Rabdology
The 400-Year-Old Word for What We Do.
April 4, 2026
Welcome to the Rabdology blog, where we chart the jagged edge of scientific reasoning in frontier AI models. We welcome feedback at contact@rabdos.ai.
I. The Ellipse and the Book
In 1609, Johannes Kepler published Astronomia Nova and announced that Mars moves in an ellipse: he was right in theory. Tycho Brahe, his predecessor as Imperial Mathematician, had left him twenty years of the finest naked-eye observations ever recorded. What Kepler did not have was any way to do the computations.
Fitting an ellipse to observational data requires iterating through cycles of multiplication, division, and root extraction on numbers running to ten or more digits. Kepler did this by hand. The orbit of Mars alone consumed four years of multiplying, carrying, checking, and multiplying again. At that rate, completing the planetary tables would have taken multiple lifetimes. The bottleneck was not theory and not data: it was compute.

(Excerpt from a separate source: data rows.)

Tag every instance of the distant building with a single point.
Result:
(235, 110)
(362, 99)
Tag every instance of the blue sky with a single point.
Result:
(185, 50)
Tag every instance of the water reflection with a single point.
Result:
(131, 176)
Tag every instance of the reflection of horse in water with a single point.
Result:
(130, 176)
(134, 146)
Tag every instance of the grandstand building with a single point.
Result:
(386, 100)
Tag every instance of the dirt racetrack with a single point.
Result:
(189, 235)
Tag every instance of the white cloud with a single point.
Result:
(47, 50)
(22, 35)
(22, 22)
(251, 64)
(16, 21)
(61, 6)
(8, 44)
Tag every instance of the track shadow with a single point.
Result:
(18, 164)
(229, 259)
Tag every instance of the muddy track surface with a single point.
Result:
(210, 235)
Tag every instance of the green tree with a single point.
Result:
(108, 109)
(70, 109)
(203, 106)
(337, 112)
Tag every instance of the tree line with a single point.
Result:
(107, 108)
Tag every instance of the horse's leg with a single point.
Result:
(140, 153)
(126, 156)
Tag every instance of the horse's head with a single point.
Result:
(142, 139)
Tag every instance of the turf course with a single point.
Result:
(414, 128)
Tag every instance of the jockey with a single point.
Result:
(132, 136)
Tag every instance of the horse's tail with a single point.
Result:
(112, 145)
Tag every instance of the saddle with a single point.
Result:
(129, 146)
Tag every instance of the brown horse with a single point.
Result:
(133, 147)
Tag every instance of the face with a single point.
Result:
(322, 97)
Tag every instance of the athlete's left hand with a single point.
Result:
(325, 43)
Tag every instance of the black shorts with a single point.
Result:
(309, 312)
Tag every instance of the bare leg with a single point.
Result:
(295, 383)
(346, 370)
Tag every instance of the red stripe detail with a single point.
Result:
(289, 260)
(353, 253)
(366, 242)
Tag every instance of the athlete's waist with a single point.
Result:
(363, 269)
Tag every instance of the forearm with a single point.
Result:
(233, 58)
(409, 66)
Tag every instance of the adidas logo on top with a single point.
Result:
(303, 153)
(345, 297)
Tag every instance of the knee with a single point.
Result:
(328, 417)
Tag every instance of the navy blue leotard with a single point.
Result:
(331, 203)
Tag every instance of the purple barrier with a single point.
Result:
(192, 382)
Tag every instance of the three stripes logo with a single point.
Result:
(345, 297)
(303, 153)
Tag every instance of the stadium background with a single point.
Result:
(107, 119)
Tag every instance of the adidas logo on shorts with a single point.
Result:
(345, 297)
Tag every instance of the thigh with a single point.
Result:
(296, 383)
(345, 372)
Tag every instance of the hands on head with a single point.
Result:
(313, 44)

Eight years later and six hundred miles to the northwest, a dying Scottish baron published a small book in Edinburgh. One hundred and fifty-four pages, bound in vellum, four folding plates. John Napier, Baron of Merchiston — a laird and estate manager whose commentary on the Book of Revelation was better known in his lifetime than any of his mathematics, who enrolled at St Andrews at thirteen and left without a degree, who had recently published his logarithms, one of the supreme intellectual achievements of the early modern period. The base-10 tables he left to his friend Henry Briggs, a professor of geometry in London. His health would not permit the labor. This book was what he could still give. It was his last year.
On the facing page of the Rabdologiae, set between ornamental borders, an epigram:
Hoc parvo invenies esse remota libro.
you will find removed by this little book.
In the dedication, addressed to Alexander Seton, Chancellor of Scotland, Napier names the enemy precisely: the difficultatem & prolixitatem calculi — the difficulty and long-windedness of calculation — which deters many from the study of mathematics. He has spent his life, semper pro viribus, & ingenii modulo — always according to his strength and the measure of his talent — trying to remove that obstacle. His little book contains three inventions for mechanical calculation: rods for multiplication, a promptuarium for multi-digit products, and a method of local arithmetic performed on a chessboard. Three devices, each stranger than the last, published in ascending order of abstraction, each embodying a deeper idea about what it means to compute.
Kepler did not learn of Napier’s work until around 1619, two years after Napier had died. He dedicated his next book to the dead man anyway. With the aid of logarithmic tables — and later, tables of his own construction — Kepler completed the Rudolphine Tables in 1627, the most accurate planetary tables the world had seen, accurate not for months but for decades, and the work that ultimately established the truth of heliocentric astronomy. The computational tooling made the science possible.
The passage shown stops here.